SPAIN on Friday revised down its growth forecast to -1.3pc of Gross Domestic Product and said its public deficit would now reach 6.3pc of the economic output.
The government, which also released a raft of economic reforms, said the country would return to growth in 2014, while its deficit would be brought below the European ceiling of 3pc of GDP in 2016, two years later than initially expected.
Unemployment, which on Thursday rose to 27.2pc, with more than 6 million people currently unemployed, would remain at a high level over the next two years at 27.1pc in 2013, 26.7pc in 2014 and 25.8pc in 2015.

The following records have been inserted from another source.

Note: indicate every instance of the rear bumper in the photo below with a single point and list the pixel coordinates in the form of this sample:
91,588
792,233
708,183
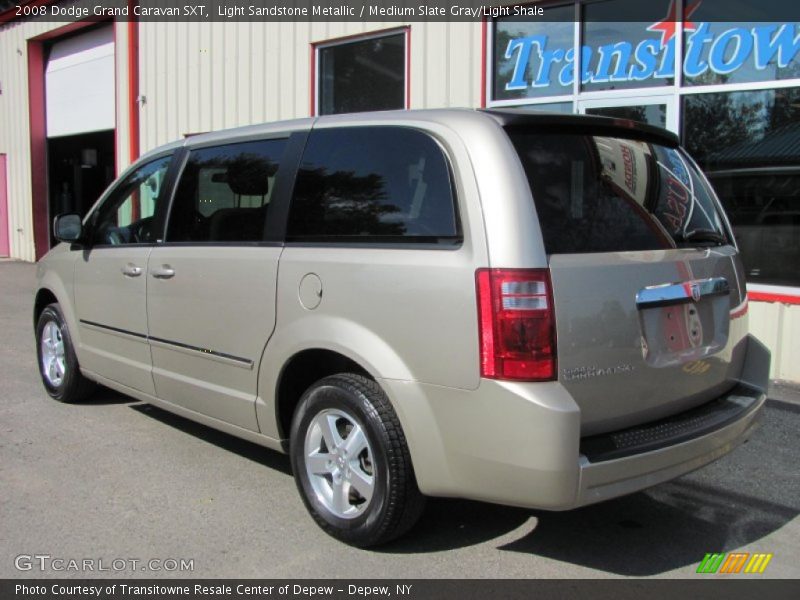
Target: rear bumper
602,477
520,445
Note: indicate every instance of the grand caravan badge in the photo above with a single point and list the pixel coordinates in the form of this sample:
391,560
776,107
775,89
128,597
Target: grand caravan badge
578,373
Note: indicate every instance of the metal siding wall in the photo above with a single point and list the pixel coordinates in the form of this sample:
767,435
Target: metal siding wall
778,326
15,123
200,77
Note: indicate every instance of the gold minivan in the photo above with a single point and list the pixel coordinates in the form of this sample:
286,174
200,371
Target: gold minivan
530,309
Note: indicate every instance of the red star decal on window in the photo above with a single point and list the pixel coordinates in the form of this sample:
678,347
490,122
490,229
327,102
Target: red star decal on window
668,25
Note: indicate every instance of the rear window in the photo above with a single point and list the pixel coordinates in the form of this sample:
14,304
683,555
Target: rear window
607,194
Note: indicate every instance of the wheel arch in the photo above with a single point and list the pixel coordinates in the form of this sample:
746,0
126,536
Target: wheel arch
299,372
44,296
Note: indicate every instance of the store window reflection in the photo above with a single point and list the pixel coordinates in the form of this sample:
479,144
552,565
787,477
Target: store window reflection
749,145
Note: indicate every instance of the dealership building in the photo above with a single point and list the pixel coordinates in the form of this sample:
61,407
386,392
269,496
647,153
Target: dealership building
81,99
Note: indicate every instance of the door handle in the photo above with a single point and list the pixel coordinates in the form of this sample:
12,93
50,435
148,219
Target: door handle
131,270
681,293
163,272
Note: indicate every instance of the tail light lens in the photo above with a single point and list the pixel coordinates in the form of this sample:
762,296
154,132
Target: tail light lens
517,324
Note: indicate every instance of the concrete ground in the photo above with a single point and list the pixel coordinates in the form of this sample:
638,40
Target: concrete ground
116,479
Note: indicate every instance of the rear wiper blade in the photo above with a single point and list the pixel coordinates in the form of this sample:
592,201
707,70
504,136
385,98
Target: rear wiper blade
704,235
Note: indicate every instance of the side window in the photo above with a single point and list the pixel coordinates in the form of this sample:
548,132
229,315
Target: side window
373,184
224,193
126,216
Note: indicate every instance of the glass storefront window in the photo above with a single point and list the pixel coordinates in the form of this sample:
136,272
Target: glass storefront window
533,59
363,75
652,114
631,54
741,50
749,145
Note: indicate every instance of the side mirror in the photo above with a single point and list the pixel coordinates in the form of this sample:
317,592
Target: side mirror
68,228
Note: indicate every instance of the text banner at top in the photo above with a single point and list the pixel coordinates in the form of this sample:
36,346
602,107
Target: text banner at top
381,11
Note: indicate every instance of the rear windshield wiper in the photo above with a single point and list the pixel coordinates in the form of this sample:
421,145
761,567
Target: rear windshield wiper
704,236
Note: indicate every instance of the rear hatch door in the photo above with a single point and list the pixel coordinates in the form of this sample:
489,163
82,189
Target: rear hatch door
646,283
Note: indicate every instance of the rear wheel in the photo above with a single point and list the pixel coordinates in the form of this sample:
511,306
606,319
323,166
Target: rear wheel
351,462
58,365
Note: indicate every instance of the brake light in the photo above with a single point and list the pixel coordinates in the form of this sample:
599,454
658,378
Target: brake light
517,324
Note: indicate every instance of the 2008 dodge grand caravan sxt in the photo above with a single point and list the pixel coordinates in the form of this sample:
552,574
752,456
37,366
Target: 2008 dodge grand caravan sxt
536,310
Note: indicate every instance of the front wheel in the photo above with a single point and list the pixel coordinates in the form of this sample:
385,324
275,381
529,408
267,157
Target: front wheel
58,365
351,462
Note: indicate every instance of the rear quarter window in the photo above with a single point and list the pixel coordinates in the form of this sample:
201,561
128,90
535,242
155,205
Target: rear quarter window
608,194
373,185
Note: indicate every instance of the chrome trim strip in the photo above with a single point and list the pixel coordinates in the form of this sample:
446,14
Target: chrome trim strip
682,292
108,329
229,359
204,352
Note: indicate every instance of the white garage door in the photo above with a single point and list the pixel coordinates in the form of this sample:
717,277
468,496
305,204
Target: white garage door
80,84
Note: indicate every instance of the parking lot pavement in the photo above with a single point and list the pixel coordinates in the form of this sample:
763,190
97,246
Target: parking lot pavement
119,479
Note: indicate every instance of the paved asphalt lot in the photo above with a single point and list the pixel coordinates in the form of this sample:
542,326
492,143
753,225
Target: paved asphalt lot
116,478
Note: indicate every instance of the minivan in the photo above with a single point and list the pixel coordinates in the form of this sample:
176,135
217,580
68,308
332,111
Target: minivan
536,310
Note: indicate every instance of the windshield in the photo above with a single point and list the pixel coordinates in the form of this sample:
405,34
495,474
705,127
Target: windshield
609,194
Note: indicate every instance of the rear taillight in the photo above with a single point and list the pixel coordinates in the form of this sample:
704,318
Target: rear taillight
517,324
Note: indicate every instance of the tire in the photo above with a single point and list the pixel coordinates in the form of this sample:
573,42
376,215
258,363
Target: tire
369,466
58,365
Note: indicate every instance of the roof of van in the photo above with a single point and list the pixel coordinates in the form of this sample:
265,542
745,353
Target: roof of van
545,122
523,118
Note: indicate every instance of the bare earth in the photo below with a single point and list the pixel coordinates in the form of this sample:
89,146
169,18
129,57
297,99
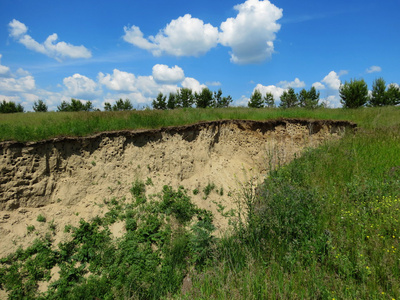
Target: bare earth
66,179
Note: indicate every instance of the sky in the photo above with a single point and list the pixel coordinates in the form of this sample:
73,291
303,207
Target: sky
106,50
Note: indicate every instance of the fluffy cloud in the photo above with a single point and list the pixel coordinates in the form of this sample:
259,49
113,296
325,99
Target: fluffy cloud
19,84
50,47
185,36
4,70
294,84
193,84
164,74
332,80
164,79
318,85
373,69
252,32
118,81
81,86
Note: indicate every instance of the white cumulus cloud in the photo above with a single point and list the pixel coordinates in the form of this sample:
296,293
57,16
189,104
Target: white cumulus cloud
252,33
81,86
21,84
50,47
185,36
4,70
193,84
332,80
164,74
118,81
373,69
318,85
296,83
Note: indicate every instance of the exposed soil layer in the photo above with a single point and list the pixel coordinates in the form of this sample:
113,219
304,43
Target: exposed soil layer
66,178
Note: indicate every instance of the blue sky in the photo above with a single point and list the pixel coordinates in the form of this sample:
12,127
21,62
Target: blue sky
106,50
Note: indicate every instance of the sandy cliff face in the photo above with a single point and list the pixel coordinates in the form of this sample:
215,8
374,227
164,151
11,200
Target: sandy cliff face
64,177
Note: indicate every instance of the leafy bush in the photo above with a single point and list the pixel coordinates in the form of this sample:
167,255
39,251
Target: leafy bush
10,107
40,106
353,94
75,105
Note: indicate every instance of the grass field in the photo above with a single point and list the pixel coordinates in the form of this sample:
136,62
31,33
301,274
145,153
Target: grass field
38,126
326,226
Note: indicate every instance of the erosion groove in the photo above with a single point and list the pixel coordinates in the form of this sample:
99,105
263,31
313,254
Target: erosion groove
75,173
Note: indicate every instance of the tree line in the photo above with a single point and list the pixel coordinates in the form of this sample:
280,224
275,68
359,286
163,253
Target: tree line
184,97
306,99
353,94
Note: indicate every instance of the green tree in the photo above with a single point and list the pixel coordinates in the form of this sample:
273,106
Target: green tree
119,105
378,95
10,107
353,94
75,105
171,104
269,100
256,100
122,105
289,99
219,101
40,106
204,99
160,102
107,106
308,99
184,98
393,94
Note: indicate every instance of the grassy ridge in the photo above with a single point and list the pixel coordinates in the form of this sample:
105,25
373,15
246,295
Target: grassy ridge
327,226
38,126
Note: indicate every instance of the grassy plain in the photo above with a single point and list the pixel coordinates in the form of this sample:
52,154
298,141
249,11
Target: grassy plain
326,226
38,126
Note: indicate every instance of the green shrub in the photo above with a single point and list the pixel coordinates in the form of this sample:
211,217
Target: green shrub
41,218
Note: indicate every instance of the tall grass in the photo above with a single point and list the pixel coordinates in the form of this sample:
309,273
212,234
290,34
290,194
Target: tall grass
326,226
38,126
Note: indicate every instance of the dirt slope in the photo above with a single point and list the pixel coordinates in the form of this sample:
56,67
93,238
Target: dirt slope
66,179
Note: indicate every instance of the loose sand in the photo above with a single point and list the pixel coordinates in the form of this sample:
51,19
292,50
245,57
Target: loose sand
66,179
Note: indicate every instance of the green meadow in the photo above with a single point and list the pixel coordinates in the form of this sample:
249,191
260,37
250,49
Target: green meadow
325,226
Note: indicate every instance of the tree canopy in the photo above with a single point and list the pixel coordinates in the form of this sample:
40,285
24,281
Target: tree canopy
353,94
10,107
119,105
75,105
289,99
40,106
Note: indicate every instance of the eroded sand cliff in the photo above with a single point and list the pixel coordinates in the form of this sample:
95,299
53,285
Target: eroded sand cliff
65,179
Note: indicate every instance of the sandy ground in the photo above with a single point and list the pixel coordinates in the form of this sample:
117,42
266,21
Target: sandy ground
65,180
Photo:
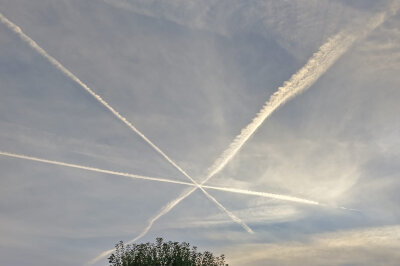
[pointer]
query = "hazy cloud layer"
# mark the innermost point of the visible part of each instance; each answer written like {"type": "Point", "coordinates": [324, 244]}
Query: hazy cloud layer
{"type": "Point", "coordinates": [190, 75]}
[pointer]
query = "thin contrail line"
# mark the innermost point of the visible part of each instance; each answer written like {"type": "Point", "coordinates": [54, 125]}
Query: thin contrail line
{"type": "Point", "coordinates": [264, 194]}
{"type": "Point", "coordinates": [69, 74]}
{"type": "Point", "coordinates": [93, 169]}
{"type": "Point", "coordinates": [315, 67]}
{"type": "Point", "coordinates": [157, 179]}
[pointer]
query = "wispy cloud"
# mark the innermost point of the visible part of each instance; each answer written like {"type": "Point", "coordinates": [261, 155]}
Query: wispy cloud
{"type": "Point", "coordinates": [69, 74]}
{"type": "Point", "coordinates": [369, 246]}
{"type": "Point", "coordinates": [316, 66]}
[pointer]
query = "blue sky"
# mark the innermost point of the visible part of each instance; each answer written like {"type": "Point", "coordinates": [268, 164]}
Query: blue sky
{"type": "Point", "coordinates": [190, 75]}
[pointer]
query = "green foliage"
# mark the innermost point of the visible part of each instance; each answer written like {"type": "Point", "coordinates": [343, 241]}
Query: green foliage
{"type": "Point", "coordinates": [162, 254]}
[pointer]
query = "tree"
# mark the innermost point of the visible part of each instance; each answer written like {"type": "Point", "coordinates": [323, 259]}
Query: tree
{"type": "Point", "coordinates": [162, 254]}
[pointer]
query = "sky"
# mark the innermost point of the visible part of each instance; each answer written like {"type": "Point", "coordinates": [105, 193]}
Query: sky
{"type": "Point", "coordinates": [189, 76]}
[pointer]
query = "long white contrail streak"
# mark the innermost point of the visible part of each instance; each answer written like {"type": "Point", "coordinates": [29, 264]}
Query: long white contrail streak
{"type": "Point", "coordinates": [157, 179]}
{"type": "Point", "coordinates": [264, 194]}
{"type": "Point", "coordinates": [93, 169]}
{"type": "Point", "coordinates": [315, 67]}
{"type": "Point", "coordinates": [69, 74]}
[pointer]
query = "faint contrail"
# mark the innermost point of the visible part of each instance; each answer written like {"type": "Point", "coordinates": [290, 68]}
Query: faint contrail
{"type": "Point", "coordinates": [158, 179]}
{"type": "Point", "coordinates": [315, 67]}
{"type": "Point", "coordinates": [93, 169]}
{"type": "Point", "coordinates": [69, 74]}
{"type": "Point", "coordinates": [264, 194]}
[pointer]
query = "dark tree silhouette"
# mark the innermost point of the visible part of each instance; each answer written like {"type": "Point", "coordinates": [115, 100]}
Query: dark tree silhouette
{"type": "Point", "coordinates": [162, 254]}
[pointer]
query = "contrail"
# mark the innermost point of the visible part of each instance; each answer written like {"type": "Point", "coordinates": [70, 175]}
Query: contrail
{"type": "Point", "coordinates": [157, 179]}
{"type": "Point", "coordinates": [264, 194]}
{"type": "Point", "coordinates": [315, 67]}
{"type": "Point", "coordinates": [93, 169]}
{"type": "Point", "coordinates": [69, 74]}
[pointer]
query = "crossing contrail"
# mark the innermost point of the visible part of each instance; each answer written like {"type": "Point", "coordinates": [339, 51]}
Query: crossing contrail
{"type": "Point", "coordinates": [157, 179]}
{"type": "Point", "coordinates": [315, 67]}
{"type": "Point", "coordinates": [69, 74]}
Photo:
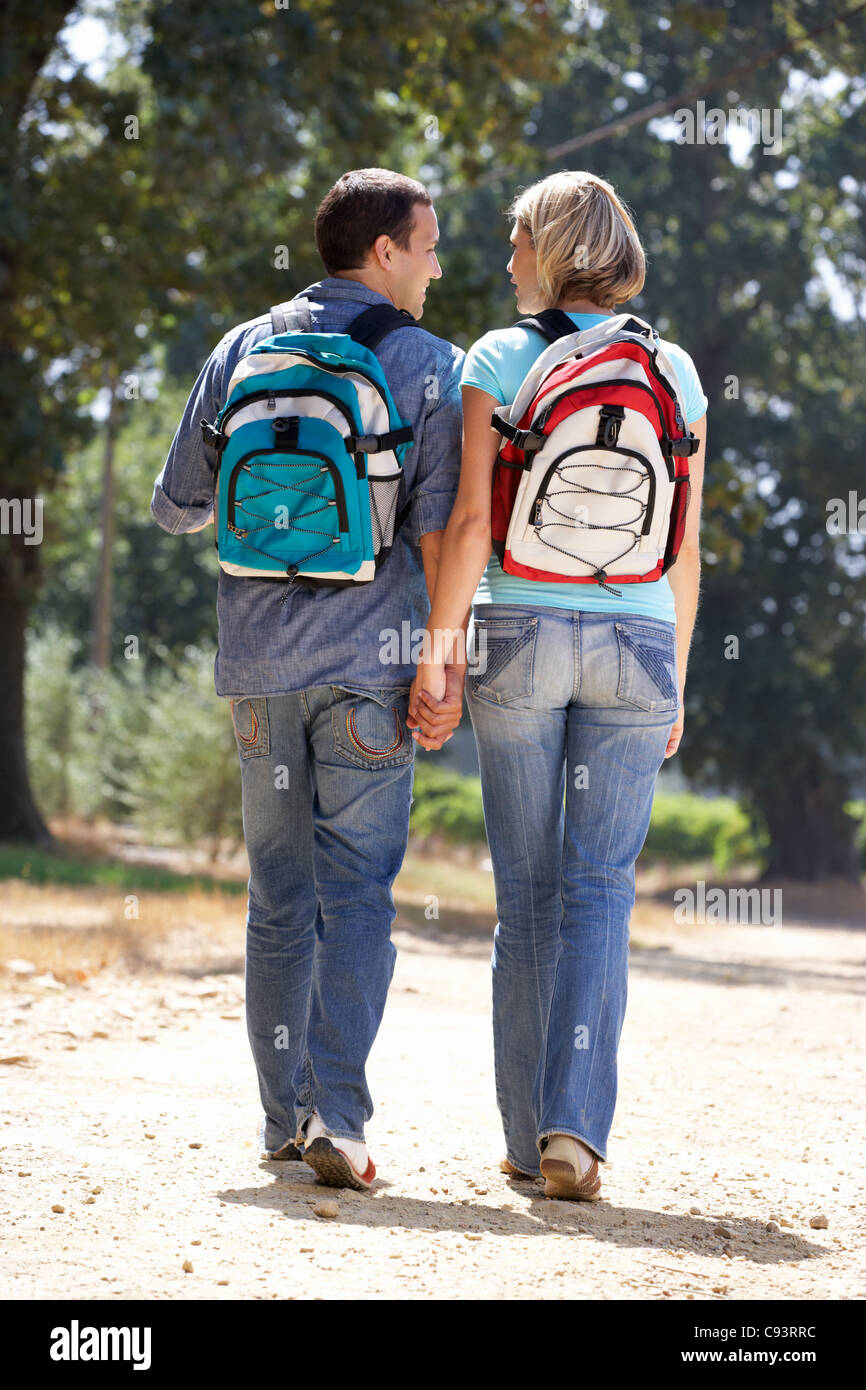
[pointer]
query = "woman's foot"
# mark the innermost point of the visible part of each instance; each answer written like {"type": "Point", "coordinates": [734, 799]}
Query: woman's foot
{"type": "Point", "coordinates": [570, 1169]}
{"type": "Point", "coordinates": [337, 1162]}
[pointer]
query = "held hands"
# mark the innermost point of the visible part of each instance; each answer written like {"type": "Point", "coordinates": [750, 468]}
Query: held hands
{"type": "Point", "coordinates": [435, 704]}
{"type": "Point", "coordinates": [676, 734]}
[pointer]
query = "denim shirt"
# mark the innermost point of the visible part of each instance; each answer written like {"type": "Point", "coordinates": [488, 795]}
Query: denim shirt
{"type": "Point", "coordinates": [359, 638]}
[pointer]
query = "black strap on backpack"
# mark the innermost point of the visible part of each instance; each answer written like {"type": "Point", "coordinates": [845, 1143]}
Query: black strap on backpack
{"type": "Point", "coordinates": [376, 323]}
{"type": "Point", "coordinates": [295, 309]}
{"type": "Point", "coordinates": [552, 324]}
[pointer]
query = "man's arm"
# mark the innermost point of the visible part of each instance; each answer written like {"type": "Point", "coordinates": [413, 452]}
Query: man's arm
{"type": "Point", "coordinates": [184, 492]}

At a press conference following the adoption of the new economic plan, Deputy Prime Minister Soraya Saenz de Santamaria said the government would not need to pass major new reforms, tax hikes and spending cuts to meet the new targets.
She said the government, which had to backtrack from its pledge to cut taxes as soon as next year, was still aiming at cutting the income tax in 2015.
While consumer and energy taxes would remain unchanged, the government will review the corporate tax, she said.
Economy Minister Luis de Guindos said the new deficit-cutting path as well as the growth targets had already been agreed with the European Commission and euro zone peers and insisted Spain was on the right track.
"2014 will be the year of recovery," he said.
Before the plan was adopted, Europeans officials had told Reuters the issue of giving Spain more leeway to cut it spending gap was still intensely debated in Brussels and would probably not be resolved until May 29 when the European Commission is due to announce its decision.
A heated debate about Europe's austerity drive has flared back into life this week and Spain is widely seen as a taste case for Europe's economic policy.
Rajoy, a keen advocate of austerity in his first year in power, had tried since February to find a middle way between the pro-austerity and pro-growth camps, saying Spain would always be disciplined on spending but indicating that he would also now lean more to stimulating growth.
The new plan would stick to this strategy.